For me, the most unpleasant restaurant experience is not about bad food, but about people complaining about it loudly at the next table. Of course, it’s even worse if somebody on your table is doing it.

Now as paying punters, we have the right to object if we don’t get decent food. By all means, point out the problem to the waiter; in most good restaurants, you will be offered an alternative without an argument. What managers don’t want is a scene. And frankly, nor do I.

The issue here is that a complaint should not turn into a show of arrogance and rudeness. Just remember that your waiter did not cook the dish you are objecting to, so it’s pointless yelling at him. Just draw his attention to what you are objecting to and he will inform the chef. If he does argue, ask for the manager. But please avoid embarrassing the others in your group and ruining the ambience for other diners.


Dining dos and don’ts are as important as delicious food and decorum


Far too often, we extend our behaviour towards our servants to restaurant staff. Just because we are paying makes us think we have the right to be obnoxious. We also think that by throwing our weight around, we will get better food and service. This is not so. Friends in Karachi accuse me of getting VIP treatment in restaurants because I review restaurants.

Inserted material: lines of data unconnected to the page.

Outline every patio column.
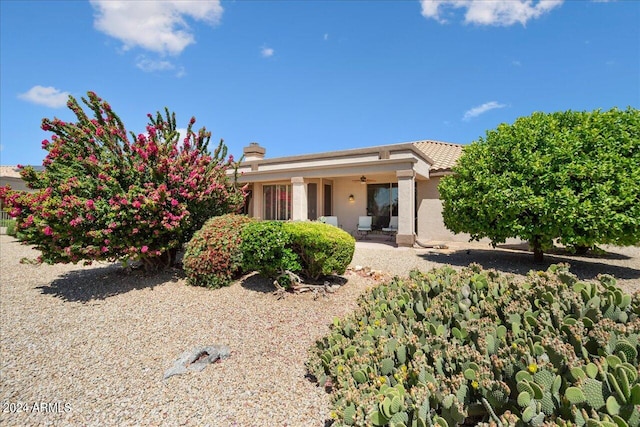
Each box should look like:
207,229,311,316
396,169,416,247
291,177,308,221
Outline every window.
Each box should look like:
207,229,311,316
307,183,317,220
263,185,291,220
323,184,332,216
367,183,398,230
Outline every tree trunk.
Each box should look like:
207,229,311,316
573,244,590,255
531,236,544,263
533,246,544,263
141,248,178,272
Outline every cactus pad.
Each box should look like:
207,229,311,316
343,404,356,425
307,264,639,427
566,387,587,405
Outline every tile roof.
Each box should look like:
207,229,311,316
413,140,464,171
0,166,22,178
0,166,44,178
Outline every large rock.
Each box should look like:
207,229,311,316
163,345,230,380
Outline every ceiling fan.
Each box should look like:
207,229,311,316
353,175,376,184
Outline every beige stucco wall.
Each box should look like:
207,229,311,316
417,178,451,241
416,177,476,242
416,177,524,245
333,178,368,235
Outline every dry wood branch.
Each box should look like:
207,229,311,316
272,270,336,299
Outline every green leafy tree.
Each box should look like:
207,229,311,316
0,92,246,270
439,107,640,261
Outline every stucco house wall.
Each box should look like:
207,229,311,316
416,177,471,242
332,178,364,233
416,176,524,245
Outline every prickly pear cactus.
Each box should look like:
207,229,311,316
306,263,640,427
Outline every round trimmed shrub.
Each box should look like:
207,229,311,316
307,264,640,427
183,214,254,288
240,221,301,286
283,221,355,281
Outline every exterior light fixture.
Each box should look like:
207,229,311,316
348,194,355,202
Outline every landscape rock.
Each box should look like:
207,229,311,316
163,345,230,380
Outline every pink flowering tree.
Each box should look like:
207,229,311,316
0,91,246,271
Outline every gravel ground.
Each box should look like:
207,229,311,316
1,235,638,426
351,239,640,295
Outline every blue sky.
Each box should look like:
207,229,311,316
1,0,638,166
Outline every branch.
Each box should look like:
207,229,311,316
272,270,337,300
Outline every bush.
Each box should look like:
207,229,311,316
439,107,640,262
307,264,640,427
240,221,301,287
240,221,356,287
283,221,355,281
0,91,245,271
183,214,254,288
1,218,17,236
6,220,16,237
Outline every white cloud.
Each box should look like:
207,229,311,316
175,67,187,78
136,57,175,72
261,46,274,58
463,101,506,120
324,33,329,41
135,56,186,77
420,0,563,26
90,0,223,55
18,86,70,108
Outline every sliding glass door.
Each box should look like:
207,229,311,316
263,185,291,220
367,183,398,230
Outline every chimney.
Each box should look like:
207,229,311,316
243,142,266,162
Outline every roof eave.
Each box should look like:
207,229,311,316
236,158,421,183
239,141,427,167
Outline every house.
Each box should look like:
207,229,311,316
0,166,37,192
236,141,464,247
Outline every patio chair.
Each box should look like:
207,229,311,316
322,216,339,228
356,216,372,240
382,216,398,241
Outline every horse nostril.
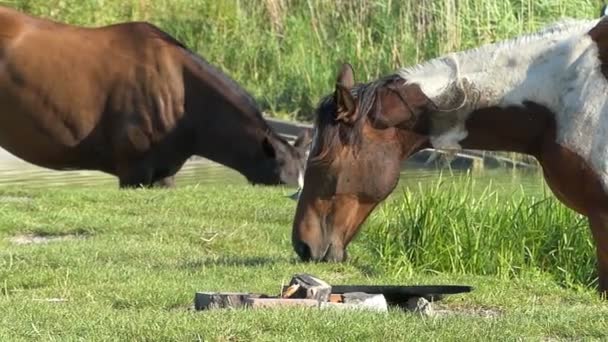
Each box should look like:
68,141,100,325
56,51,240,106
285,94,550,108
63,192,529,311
294,240,312,262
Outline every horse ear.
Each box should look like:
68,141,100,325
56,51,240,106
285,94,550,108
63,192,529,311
262,137,277,159
293,128,312,150
335,63,357,123
337,63,355,88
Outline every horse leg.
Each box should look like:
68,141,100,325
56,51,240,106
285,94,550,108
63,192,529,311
589,214,608,297
151,159,187,188
538,137,608,296
117,163,154,188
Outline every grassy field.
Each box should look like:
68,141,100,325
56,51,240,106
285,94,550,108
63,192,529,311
1,178,607,341
1,2,608,339
4,0,606,120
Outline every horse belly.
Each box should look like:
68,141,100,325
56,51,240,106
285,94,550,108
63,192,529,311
0,65,112,171
0,106,102,171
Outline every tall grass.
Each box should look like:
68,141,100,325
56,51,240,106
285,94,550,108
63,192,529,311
4,0,605,120
360,174,596,289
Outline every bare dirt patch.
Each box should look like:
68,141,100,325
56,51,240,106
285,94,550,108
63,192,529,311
432,303,503,318
0,195,33,204
32,298,68,303
9,233,87,245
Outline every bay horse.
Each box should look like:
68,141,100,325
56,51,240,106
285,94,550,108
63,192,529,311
0,6,310,188
293,17,608,296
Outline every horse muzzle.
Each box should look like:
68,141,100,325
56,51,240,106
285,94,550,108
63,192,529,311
293,238,346,262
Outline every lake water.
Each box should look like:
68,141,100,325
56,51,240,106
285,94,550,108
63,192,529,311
0,149,547,195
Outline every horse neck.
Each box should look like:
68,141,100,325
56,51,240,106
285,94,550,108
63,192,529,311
460,33,591,110
181,52,289,179
401,19,600,152
458,102,556,158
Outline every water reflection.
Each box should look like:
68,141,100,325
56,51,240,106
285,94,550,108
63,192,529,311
0,156,246,188
0,151,545,194
397,161,547,196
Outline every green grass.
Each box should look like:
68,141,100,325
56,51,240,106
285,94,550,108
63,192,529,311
3,0,606,120
361,175,596,289
1,2,607,337
1,179,607,341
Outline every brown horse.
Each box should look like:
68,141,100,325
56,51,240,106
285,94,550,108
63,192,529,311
0,6,310,188
293,17,608,296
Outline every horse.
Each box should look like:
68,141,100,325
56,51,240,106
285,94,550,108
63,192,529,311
292,16,608,296
0,6,311,188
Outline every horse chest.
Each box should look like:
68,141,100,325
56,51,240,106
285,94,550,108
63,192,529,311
539,139,608,215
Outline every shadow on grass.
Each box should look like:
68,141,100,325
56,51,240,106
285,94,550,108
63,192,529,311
7,227,93,245
180,255,286,269
350,262,382,277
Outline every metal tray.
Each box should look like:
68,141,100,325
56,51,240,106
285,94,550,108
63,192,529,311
330,285,473,302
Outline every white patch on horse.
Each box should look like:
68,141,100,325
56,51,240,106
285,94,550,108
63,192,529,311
429,123,468,150
557,36,608,182
406,55,461,105
397,18,608,188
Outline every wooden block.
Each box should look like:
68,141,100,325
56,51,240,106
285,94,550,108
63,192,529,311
319,302,354,311
194,292,260,310
283,274,332,302
245,298,320,309
282,283,301,298
329,294,343,303
344,292,388,312
319,293,388,312
343,292,386,304
319,301,387,312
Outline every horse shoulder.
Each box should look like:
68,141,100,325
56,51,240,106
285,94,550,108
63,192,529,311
546,20,608,190
101,23,188,153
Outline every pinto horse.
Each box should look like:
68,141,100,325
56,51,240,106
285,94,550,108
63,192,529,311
0,6,310,188
293,17,608,295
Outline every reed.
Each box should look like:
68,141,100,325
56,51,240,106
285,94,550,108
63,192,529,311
5,0,605,120
360,173,596,289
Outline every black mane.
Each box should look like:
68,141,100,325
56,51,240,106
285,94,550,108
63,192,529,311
310,73,402,162
141,22,282,142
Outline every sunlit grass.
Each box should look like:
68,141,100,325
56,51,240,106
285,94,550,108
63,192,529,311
0,177,607,340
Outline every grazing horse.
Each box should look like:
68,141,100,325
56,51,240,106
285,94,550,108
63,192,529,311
292,17,608,296
0,6,310,188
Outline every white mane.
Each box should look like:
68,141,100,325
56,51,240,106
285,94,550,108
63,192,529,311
399,18,596,78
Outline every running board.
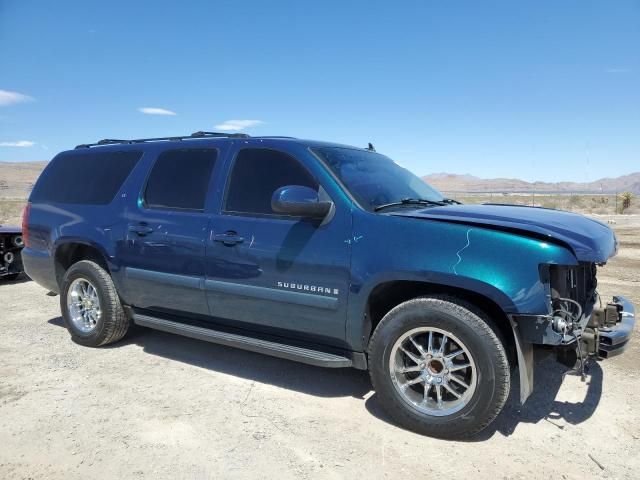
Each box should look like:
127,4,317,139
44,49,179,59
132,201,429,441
133,314,353,368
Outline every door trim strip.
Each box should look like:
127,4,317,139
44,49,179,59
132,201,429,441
205,279,339,310
125,267,202,289
124,268,339,310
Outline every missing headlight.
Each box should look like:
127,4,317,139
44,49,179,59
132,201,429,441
546,263,598,329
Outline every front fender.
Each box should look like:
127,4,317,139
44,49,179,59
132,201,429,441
345,212,578,351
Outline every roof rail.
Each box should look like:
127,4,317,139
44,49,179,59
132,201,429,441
75,131,250,149
190,131,249,138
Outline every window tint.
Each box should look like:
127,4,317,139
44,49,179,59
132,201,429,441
225,148,318,215
144,149,217,211
30,150,142,204
312,147,444,212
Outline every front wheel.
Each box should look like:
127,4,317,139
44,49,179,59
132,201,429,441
368,296,510,439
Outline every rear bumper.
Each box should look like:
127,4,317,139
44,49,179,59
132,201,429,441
598,295,635,358
22,247,59,293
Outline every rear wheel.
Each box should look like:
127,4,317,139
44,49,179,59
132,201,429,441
60,260,129,347
2,273,21,281
368,296,510,439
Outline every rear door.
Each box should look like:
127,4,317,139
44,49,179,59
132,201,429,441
119,147,220,316
205,144,352,347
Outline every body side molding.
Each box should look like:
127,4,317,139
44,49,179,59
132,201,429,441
205,279,339,310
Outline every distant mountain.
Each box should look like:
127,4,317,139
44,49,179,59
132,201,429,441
423,172,640,194
1,160,639,199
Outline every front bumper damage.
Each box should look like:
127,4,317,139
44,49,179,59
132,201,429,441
509,295,635,404
597,296,635,358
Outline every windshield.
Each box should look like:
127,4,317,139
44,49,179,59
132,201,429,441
312,147,444,212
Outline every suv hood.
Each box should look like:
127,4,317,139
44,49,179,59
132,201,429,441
391,204,617,263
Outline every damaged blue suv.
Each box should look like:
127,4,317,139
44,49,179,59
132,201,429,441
22,132,635,438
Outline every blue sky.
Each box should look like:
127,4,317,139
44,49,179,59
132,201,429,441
0,0,638,182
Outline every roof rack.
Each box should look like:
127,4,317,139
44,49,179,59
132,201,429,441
75,131,250,149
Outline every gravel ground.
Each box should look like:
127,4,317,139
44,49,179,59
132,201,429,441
1,216,638,480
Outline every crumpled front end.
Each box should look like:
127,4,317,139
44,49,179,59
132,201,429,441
509,261,635,403
595,296,635,358
512,263,635,357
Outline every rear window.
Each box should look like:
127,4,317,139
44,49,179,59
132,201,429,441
144,148,217,211
31,150,142,204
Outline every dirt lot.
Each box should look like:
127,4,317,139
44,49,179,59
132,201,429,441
1,216,639,480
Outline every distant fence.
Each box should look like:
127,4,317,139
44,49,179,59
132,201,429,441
439,191,637,215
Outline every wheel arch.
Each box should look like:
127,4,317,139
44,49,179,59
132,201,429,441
53,239,112,288
356,278,517,364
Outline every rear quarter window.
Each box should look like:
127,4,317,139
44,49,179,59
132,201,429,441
30,150,142,204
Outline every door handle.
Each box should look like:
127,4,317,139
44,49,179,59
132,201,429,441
129,224,154,236
213,231,244,246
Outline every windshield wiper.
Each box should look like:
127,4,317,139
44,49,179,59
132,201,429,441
374,198,446,212
442,198,462,205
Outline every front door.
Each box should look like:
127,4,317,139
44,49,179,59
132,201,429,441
205,146,352,347
120,147,219,316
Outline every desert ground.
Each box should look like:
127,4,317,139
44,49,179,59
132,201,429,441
0,199,639,479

This is not fair as I hardly do reviews any more. But it is true that I take the trouble to say hello to my waiter and try and remember his name. By asking for his advice on what’s fresh, I involve him in the process of deciding what to choose. And if the food had been good on my previous visit, I will have complimented the chef. So basically, I make a conscious effort to get the team on my side.

There have been occasions when I have sent a dish back to the kitchen, but I have pointed out the problem without raising my voice. However, if the others at my table have been served, I will have to sit around while they eat and then delay proceedings when my replacement dish arrives. The way out is to ask the waiter for an item that will take the least amount of time to prepare, if only an omelette.

I say ‘only an omelette’ as though this was a filler without merit. Not so. As I have written here before, a good omelette can be a dish fit for a king. The first and most important thing you need are good, fresh, free range eggs. Hard to come by in most cities in Pakistan, but I used to buy them from the French Bakery in Karachi’s Khadda Market.


Just remember that your waiter did not cook the dish you are objecting to, so it’s pointless yelling at him. Just draw his attention to what you are objecting to and he will inform the chef.


The other day, I had some bhuna qeema sitting in the fridge, so I thought I’d use it as a filling for an omelette. I whipped three eggs from a local farm I had bought recently. By the way, just mixing the yolks and the whites is enough. While the mince was getting warm, I put a heavy non-stick frying pan on a hot fire and then threw in a healthy knob of butter. When it was almost smoking, I poured in the eggs, and when they began to set, I lifted the edges to allow the eggs on the top to slide to the surface and cook. Now I spooned in the qeema into the centre and then folded the omelette over while it was still soft.

It is important to warm the filling as the temperature of any dish drops if you introduce something cold. Now here’s a technique you might try if you want to impress someone: as soon as you have folded the omelette, place a large plate over the pan firmly with your left hand while holding the handle with your right. Now lift the pan and turn it over so the omelette is now sitting on the plate. Replace the pan on the fire, and slide the omelette back in to lightly brown the other side. This can end disastrously if you don’t get it right, so beware. And remember not to overcook the omelette: ideally, it should be soft and slightly runny. In the subcontinent, we tend to turn omelettes into leathery, dark brown objects.

Anyway, my qeema omelette was delicious. I wish I could make parathas because this would do for a perfect Sunday breakfast.